Outlaw v. Planters National Bank & Trust Co., 41 N.C. App. 571 (1979)

June 5, 1979 · North Carolina Court of Appeals · No. 786SC718
41 N.C. App. 571

LINDA OUTLAW AND JACK A. WILLIFORD, GUARDIAN AD LITEM FOR STEPHANIE GWEN OUTLAW, A MINOR v. PLANTERS NATIONAL BANK & TRUST COMPANY, EXECUTOR OF THE ESTATE OF RALEIGH LEE HARDEN, DECEASED, KIM DENISE HARDEN, VICKIE LYNN HARDEN AND RALEIGH LEE HARDEN, JR.

No. 786SC718

(Filed 5 June 1979)

Descent and Distribution § 8; Constitutional Law § 23.7— illegitimate child — statutes governing intestate succession upon father’s death — constitutionality

G.S. 29-19 and the other statutes referred to therein, insofar as they provide that an illegitimate child may inherit from its father only if paternity has been acknowledged in writing or finally adjudged in the lifetime of the father in accordance with those applicable statutes, establish a statutory scheme which bears an evident and substantial relation to the permissible and important interest of the State in providing for the orderly disposition of property at death and do not discriminate against illegitimate children in such manner as to violate the Equal Protection Clause of the Fourteenth Amendment to the U. S. Constitution.

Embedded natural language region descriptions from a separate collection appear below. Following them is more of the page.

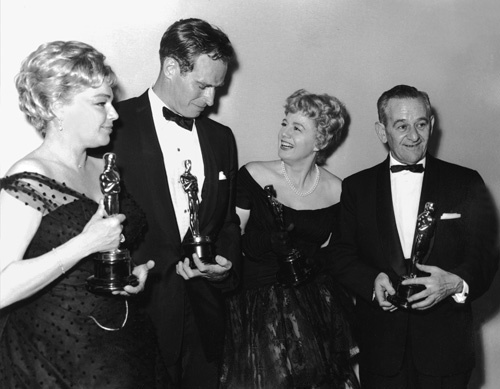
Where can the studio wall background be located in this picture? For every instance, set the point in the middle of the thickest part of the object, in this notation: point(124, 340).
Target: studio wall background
point(353, 49)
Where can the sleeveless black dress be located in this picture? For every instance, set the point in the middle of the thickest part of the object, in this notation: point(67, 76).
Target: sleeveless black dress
point(277, 337)
point(52, 339)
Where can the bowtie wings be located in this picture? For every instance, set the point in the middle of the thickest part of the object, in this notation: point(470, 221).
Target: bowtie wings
point(186, 123)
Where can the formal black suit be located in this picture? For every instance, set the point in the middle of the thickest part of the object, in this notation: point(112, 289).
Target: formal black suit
point(441, 337)
point(140, 161)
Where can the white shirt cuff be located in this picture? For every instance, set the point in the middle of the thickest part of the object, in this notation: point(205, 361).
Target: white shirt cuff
point(462, 296)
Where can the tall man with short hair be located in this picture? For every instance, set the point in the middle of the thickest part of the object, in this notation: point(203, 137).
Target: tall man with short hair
point(429, 345)
point(156, 134)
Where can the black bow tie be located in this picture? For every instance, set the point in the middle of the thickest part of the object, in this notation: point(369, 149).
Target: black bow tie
point(186, 123)
point(418, 168)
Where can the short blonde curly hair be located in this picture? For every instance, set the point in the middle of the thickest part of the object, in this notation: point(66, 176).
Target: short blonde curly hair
point(54, 73)
point(328, 113)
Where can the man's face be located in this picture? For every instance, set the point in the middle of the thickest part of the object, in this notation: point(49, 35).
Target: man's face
point(408, 129)
point(190, 93)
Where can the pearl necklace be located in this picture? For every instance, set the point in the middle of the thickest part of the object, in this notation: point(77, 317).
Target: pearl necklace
point(294, 189)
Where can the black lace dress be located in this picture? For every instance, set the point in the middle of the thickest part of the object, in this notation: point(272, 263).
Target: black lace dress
point(52, 340)
point(278, 337)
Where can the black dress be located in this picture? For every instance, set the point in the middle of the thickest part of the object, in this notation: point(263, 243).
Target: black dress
point(295, 337)
point(52, 339)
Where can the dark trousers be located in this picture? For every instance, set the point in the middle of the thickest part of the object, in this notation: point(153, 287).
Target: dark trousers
point(192, 370)
point(410, 378)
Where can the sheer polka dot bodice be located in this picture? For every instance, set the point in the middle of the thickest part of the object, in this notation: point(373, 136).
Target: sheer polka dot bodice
point(49, 339)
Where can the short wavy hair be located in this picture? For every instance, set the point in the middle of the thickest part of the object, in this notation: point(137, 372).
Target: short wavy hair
point(187, 39)
point(328, 113)
point(54, 73)
point(400, 92)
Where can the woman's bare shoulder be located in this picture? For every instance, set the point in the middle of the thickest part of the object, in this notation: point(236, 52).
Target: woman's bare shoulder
point(29, 163)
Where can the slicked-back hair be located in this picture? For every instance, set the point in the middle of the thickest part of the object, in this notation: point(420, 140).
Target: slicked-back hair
point(54, 73)
point(328, 113)
point(400, 92)
point(187, 39)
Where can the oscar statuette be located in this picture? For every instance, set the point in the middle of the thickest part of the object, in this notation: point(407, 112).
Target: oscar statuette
point(426, 223)
point(197, 243)
point(293, 267)
point(112, 269)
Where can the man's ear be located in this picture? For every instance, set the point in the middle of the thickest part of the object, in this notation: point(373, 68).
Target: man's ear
point(380, 130)
point(170, 67)
point(58, 109)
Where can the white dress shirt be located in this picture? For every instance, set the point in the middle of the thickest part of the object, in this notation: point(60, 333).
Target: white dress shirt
point(406, 188)
point(177, 144)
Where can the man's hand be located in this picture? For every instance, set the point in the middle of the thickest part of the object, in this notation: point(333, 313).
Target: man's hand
point(382, 287)
point(217, 272)
point(439, 285)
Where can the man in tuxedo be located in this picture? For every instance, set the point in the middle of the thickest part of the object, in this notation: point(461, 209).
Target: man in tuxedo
point(155, 136)
point(430, 344)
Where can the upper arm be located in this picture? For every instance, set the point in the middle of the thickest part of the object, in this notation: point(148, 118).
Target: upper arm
point(18, 225)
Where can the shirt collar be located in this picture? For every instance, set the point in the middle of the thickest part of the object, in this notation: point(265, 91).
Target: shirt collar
point(393, 161)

APPEAL by petitioners from Browning, Judge. Judgment entered 14 June 1978 in Superior Court, BERTIE County. Heard in the Court of Appeals 26 April 1979.

The petitioners, the mother and the guardian ad litem of the minor child Stephanie Gwen Outlaw, filed a petition before the trial court alleging that the minor child is entitled to share in the estate of her putative father, Raleigh Lee Harden, who died testate. No provision was made for the child in Harden’s will which was dated before the child’s birth. The respondents, the legitimate children of Raleigh Lee Harden naméd as beneficiaries under the will, defended on the ground that the petitioners had *572failed to establish the illegitimate child’s right under G.S. 29-19 to share in the testator’s estate as though the testator had died intestate.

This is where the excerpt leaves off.